UBS and Barclays announce staff changes, while regulators in Australia pushes for tighter oversight
UBS has announced a new operating model and leadership team following the acquisition of Credit Suisse, which will operate alongside UBS and its business divisions, functions and regions under UBS Group.
UBS expects the legal completion of the acquisition to take place in the next few weeks. At this time, Credit Suisse Group will be merged into UBS Group and the combined entity will operate as a consolidated banking group. The combined firm will operate with five business divisions, seven functions and four regions, and in addition Credit Suisse. Each will be represented by a group executive board member, all of whom will report to CEO Sergio Ermotti.
The Australian Securities and Investments Commission (Asic) is urging investment product issuers to ‘lift their game’ after an initial review found significant room for improvement in how they meet their design and distribution obligations
Fellow European lender Barclays has appointed Yun Zhang as sole head of macro trading for Asia-Pacific as the UK bank seeks to bolster revenue from structured products sales, according to an internal memo seen by SRP. In her new role, Zhang will report to Hossein Zaimi, head of markets, Asia Pacific, and Michael Lublinsky, global head of macro. Zhang leads the bank’s structured rates business in the region and is also responsible for the flow business since September 2022, said the memo said.
On the regulation side of the equation, the Australian Securities and Investments Commission (Asic) is urging investment product issuers to ‘lift their game’ after an initial review found significant room for improvement in how they meet their design and distribution obligations (DDO).
The DDO, now into its second year, marks a significant shift to outcomes-based regulation which requires financial products to be designed and distributed with clear and contemporary consideration of the objectives, financial situation and needs of the consumers and retail investors being targeted.
Also in Asia Pacific, some 27 offshore investors traded onshore renminbi (RMB) interest rate swaps with a notional value exceeding CNY8.3 billion (US$1.2 billion) on the first day of Swap Connect. The Swap Connect is a new mutual access initiative between Hong Kong SAR and China’s interbank interest rate swap markets, and is an extension of the Bond Connect launched in 2017.
Starting with a Northbound channel, offshore investors will now be able to trade and clear onshore RMB interest rate swaps without changing their existing trading and settlement practices. The Swap Connect is run by the China Foreign Exchange Trade System (CFETS), Shanghai Clearing House (SHCH) and Hong Kong Exchanges and Clearings (HKEX) through its clearing subsidiary OTC Clearing Hong Kong.

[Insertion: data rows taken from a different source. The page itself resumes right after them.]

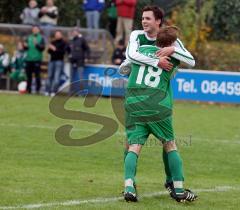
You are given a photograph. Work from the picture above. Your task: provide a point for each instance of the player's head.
(35, 29)
(152, 18)
(167, 36)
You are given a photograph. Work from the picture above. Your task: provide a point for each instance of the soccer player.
(148, 106)
(152, 20)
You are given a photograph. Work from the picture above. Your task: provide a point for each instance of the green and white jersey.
(143, 76)
(139, 38)
(149, 92)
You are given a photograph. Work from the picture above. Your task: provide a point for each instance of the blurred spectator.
(126, 12)
(112, 17)
(48, 17)
(35, 45)
(78, 50)
(30, 14)
(49, 14)
(57, 49)
(18, 63)
(4, 60)
(119, 53)
(93, 9)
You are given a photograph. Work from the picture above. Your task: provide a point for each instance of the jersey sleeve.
(133, 54)
(182, 54)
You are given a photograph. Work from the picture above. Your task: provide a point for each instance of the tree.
(225, 20)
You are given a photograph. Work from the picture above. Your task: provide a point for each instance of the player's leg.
(137, 136)
(163, 130)
(176, 169)
(169, 182)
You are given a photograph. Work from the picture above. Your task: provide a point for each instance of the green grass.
(34, 168)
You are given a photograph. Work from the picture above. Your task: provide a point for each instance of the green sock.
(176, 169)
(125, 154)
(166, 167)
(130, 168)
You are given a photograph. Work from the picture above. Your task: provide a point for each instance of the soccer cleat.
(169, 186)
(130, 197)
(130, 193)
(187, 195)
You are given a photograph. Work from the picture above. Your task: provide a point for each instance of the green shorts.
(137, 133)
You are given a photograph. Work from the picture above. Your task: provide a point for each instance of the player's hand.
(164, 63)
(166, 51)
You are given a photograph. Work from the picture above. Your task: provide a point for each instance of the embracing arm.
(133, 54)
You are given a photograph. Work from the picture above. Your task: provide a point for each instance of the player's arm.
(179, 52)
(182, 54)
(135, 56)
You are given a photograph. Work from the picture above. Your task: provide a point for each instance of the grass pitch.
(36, 169)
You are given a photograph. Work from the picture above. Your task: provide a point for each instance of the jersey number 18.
(152, 78)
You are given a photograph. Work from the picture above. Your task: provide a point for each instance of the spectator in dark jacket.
(48, 17)
(34, 45)
(93, 9)
(119, 53)
(57, 50)
(78, 50)
(126, 12)
(112, 17)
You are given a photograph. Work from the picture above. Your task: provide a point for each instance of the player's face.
(149, 23)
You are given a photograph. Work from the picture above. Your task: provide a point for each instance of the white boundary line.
(110, 200)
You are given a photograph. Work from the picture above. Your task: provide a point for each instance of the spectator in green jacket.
(35, 46)
(4, 60)
(18, 63)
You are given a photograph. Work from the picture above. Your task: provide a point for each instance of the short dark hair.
(167, 36)
(157, 12)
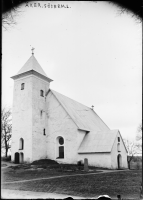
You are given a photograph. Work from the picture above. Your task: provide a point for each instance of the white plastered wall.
(59, 123)
(97, 159)
(22, 118)
(39, 150)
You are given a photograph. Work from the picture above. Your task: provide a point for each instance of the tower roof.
(32, 64)
(32, 67)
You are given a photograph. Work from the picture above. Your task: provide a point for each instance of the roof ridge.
(72, 99)
(67, 111)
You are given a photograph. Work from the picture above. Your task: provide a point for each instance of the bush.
(8, 158)
(44, 162)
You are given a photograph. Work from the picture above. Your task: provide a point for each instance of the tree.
(6, 129)
(132, 149)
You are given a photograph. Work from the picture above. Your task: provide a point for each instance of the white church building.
(47, 124)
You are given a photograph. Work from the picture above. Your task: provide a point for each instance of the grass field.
(125, 183)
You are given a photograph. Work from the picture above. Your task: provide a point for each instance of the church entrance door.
(17, 158)
(21, 157)
(61, 152)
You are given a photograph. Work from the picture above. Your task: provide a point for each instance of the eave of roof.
(98, 142)
(30, 72)
(82, 116)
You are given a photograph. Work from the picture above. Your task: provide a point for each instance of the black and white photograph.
(71, 112)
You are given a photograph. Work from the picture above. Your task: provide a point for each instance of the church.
(47, 124)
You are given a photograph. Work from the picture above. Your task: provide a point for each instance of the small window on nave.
(22, 86)
(41, 93)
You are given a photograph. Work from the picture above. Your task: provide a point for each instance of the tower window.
(21, 144)
(118, 147)
(41, 93)
(22, 86)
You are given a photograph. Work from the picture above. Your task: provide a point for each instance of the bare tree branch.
(6, 129)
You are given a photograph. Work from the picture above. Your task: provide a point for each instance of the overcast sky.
(91, 51)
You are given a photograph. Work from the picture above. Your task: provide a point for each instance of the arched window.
(44, 133)
(119, 161)
(21, 144)
(60, 147)
(22, 86)
(118, 147)
(41, 93)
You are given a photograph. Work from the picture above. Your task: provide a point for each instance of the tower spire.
(32, 50)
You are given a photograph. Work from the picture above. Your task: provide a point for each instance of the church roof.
(101, 141)
(84, 117)
(32, 64)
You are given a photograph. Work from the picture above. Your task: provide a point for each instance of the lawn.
(125, 183)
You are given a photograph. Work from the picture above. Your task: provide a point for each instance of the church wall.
(39, 150)
(59, 123)
(22, 118)
(115, 153)
(97, 159)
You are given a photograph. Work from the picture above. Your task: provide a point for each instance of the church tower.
(28, 115)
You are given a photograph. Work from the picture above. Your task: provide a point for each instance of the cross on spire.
(32, 50)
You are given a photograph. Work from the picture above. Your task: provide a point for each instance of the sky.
(91, 51)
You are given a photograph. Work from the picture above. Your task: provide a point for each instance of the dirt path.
(17, 194)
(63, 176)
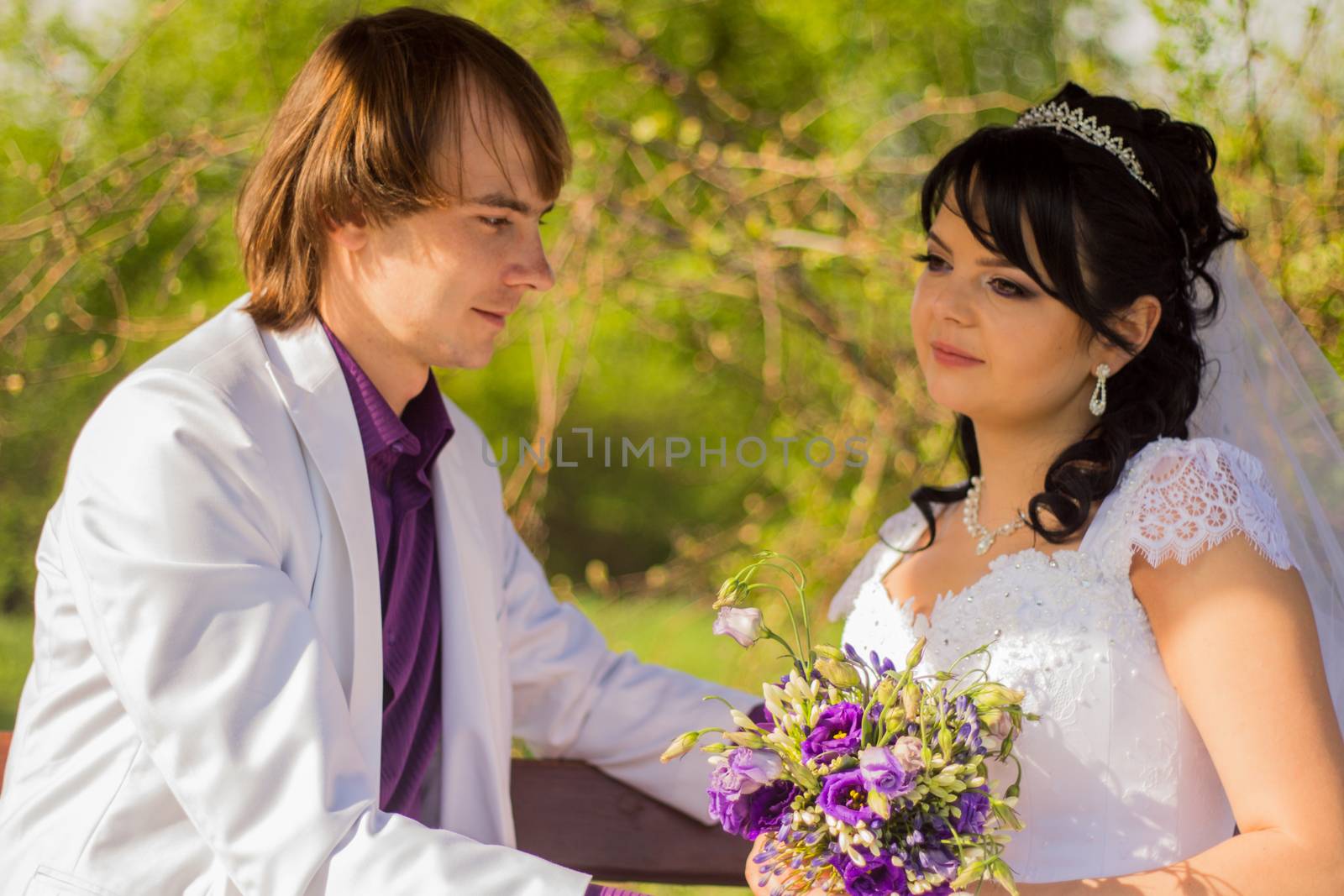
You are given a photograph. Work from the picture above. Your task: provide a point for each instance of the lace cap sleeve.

Figure-wise, Société Générale (SG) Group posted revenues of €6.7 billion (US$7.3 billion) for Q1 2023 – down 3.8% year-on-year (YoY). Revenues for the global markets business, which houses the group’s structured products business, reached €1.7 billion – a 3.2% decrease versus Q1 2022 – despite ‘robust commercial activity, particularly in the rates activities and financing businesses’. The equities business recorded an overall positive performance, posting Q1 2023 revenues of €831m – down 17.7% against a record Q1 2022, but up 28.8% compared to Q4 2022. Market conditions were less favourable due to lower volumes and weaker volatility.
Citi’s Luxembourg domiciled issuance vehicle for structured products reported a significant decrease in sales volumes across notes, warrants and index-linked certificates during 2022.
Citigroup Global Markets Funding Luxembourg (CGMFL) issued 10,160 structured notes worth US$22.7 billion under its global medium-term note programme in 2022 – down 49% by issuance and 25% by sales volume compared to the 19,726 notes that sold a combined US$30 billion in the previous year.
The company also issued 3,728 securities under the Citi warrant programme (2021: 7,106). Of these, 2,179 are index-linked certificates which sold US$1.8 billion – 31% less than the prior year when it gathered US$2.6 billion from 2,961 products – and 1,549 are warrants worth US$3.1 billion, a 35% drop in sales year-on-year (2021: 4,145/US$4.8 billion).